どのチームにも共通して言えることは、“何とかしようという強い気持ち”と“全員の協力” の下にまとめ上げられた内容が多かったこと。 また発表内容も深く掘り下げられ、理路整然としたデータのまとめ上げ方が大変すばらしく、 結果の発表にも様々な工夫が見られたことです。
 QC的問題解決法については皆さん大分コツをつかんでおり、発表内容は、経営改善と業務過程の評価検討の、二つに分かれていたかと思います。

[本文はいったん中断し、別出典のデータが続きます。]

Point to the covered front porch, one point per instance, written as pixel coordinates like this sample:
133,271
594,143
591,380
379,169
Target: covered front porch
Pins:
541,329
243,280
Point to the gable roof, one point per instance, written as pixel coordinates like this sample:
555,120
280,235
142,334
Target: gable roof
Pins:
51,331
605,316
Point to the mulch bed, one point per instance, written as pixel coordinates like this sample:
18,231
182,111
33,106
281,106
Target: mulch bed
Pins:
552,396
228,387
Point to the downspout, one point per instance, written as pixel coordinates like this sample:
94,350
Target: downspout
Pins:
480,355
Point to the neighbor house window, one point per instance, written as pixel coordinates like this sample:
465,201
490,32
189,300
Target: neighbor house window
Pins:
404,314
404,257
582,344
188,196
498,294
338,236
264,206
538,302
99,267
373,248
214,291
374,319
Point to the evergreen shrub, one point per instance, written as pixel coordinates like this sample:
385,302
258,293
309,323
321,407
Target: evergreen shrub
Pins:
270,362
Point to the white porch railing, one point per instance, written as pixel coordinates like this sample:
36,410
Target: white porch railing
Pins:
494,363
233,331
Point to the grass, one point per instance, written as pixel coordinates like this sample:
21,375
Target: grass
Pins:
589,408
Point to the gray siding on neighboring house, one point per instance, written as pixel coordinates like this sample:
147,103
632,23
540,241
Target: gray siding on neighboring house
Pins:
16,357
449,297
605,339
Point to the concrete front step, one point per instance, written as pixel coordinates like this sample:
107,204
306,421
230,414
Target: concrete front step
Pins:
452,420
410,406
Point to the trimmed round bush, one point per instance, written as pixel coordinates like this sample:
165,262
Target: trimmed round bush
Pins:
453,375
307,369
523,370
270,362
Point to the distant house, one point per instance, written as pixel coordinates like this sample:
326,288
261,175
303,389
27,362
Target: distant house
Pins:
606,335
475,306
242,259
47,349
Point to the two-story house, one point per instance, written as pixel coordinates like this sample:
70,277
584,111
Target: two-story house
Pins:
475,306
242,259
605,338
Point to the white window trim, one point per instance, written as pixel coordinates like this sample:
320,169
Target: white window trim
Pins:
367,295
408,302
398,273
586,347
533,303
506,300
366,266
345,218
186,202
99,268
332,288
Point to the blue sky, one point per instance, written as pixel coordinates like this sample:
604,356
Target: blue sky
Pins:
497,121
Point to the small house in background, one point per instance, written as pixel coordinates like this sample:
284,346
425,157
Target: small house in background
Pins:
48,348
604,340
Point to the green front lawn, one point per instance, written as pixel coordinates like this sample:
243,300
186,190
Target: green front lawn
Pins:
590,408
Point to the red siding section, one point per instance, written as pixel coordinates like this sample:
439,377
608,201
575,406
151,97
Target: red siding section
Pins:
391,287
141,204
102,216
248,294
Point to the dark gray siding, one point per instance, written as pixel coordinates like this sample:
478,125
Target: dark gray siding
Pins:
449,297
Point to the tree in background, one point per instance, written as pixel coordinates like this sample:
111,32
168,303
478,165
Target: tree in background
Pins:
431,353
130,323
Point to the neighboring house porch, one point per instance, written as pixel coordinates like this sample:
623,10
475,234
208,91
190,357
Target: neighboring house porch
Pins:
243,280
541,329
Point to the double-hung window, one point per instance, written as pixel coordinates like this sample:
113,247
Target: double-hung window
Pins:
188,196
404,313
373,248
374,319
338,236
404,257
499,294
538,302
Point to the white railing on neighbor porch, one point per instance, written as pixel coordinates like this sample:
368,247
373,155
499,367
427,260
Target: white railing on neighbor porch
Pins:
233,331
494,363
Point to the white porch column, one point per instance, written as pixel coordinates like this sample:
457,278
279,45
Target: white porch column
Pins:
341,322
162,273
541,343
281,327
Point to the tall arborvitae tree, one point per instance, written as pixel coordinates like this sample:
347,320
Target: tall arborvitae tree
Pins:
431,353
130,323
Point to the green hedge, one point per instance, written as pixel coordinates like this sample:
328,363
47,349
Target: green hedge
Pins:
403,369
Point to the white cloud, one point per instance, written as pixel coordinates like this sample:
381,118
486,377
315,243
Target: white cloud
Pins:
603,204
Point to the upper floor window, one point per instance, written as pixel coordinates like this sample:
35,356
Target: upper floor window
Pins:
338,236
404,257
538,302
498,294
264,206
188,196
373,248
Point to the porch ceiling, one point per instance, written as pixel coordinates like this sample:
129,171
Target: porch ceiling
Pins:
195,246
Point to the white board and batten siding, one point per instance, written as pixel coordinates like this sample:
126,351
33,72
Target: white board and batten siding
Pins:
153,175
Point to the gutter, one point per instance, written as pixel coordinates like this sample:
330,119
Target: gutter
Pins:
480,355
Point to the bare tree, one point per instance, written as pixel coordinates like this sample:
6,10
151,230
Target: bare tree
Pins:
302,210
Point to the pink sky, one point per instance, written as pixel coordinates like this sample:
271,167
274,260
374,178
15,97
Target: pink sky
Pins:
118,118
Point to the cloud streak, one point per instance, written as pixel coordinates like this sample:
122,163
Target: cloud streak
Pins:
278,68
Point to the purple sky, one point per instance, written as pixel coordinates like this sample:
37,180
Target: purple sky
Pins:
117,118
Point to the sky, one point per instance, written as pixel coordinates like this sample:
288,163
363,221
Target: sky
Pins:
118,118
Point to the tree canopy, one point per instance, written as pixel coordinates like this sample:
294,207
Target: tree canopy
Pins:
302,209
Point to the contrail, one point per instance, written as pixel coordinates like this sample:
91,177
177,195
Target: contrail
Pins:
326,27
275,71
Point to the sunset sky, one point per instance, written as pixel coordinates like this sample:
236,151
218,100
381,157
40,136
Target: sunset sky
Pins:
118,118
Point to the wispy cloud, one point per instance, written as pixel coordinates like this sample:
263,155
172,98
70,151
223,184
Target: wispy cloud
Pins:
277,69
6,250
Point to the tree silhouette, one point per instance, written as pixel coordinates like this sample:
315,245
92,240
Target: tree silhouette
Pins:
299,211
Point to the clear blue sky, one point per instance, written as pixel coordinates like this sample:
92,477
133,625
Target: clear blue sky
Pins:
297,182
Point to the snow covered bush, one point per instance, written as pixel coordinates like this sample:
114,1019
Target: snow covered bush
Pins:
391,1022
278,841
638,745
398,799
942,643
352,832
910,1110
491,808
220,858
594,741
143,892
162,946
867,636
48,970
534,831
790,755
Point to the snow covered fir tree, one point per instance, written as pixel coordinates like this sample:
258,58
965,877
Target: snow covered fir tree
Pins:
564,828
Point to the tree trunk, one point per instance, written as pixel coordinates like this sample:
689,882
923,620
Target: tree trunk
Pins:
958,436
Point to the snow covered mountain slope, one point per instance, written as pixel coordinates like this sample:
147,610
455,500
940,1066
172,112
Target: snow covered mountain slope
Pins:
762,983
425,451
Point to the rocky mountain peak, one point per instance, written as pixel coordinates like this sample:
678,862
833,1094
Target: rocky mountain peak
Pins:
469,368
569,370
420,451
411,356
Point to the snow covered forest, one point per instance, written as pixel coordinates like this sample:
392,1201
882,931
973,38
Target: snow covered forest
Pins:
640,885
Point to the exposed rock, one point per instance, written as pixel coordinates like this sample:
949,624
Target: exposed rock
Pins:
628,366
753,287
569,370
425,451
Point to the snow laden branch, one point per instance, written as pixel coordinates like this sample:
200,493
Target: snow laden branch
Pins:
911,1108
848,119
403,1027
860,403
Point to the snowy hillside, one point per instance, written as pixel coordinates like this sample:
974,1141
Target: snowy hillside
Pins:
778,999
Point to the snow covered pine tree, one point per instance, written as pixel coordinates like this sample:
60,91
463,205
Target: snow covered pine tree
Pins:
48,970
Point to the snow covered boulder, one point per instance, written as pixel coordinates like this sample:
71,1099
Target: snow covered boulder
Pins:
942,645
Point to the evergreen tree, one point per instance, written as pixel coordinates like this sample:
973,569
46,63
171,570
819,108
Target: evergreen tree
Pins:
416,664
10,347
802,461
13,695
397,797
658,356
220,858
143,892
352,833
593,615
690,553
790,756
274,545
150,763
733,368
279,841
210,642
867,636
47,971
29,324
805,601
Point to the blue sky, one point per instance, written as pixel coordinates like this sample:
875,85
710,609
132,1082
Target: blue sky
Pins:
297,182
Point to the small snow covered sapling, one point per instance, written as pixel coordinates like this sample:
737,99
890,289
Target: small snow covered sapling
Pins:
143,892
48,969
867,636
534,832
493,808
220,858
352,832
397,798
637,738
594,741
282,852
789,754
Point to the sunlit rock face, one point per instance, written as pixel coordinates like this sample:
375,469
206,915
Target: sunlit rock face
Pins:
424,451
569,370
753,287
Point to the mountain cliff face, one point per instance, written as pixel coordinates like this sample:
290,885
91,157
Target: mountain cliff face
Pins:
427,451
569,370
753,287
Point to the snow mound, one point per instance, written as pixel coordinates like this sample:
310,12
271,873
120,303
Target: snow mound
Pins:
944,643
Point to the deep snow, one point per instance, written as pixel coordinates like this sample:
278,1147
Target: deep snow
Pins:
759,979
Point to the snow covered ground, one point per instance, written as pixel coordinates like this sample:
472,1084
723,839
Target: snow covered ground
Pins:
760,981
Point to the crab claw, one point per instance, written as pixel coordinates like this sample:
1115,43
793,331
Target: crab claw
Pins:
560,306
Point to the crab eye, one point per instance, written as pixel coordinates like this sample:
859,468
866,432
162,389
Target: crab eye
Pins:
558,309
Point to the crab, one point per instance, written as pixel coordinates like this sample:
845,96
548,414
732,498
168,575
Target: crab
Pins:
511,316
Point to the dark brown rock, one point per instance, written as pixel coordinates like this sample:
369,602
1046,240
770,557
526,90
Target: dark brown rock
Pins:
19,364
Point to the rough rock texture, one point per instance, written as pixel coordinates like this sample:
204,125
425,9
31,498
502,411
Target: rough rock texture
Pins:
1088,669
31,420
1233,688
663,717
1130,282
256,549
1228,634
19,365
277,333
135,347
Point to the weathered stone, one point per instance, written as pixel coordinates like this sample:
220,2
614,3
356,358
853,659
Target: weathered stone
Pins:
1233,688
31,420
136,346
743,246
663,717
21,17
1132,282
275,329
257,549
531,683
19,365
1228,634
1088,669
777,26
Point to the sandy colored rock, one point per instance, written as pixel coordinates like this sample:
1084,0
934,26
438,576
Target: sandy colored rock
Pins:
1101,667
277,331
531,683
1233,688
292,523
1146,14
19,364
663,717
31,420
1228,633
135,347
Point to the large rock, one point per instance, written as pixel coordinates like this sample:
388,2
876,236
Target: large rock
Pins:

 どの発表も素晴らしく、採点が大変で審査員の方々も苦労したようです。
審査の結果 最優秀賞は、第1病棟  サークル名;入浴体制の改善 、 優秀賞 指導部サークル名 ; たくさんあそばせ隊、 努力賞 はまぎく病棟  サークル名 ; コストへらし隊、努力賞 リハビリテーション科  サークル名 ; おもらしなくし隊でした。努力賞は同点の二サークルが選ばれ、表彰式は忘年会で盛大に行われました。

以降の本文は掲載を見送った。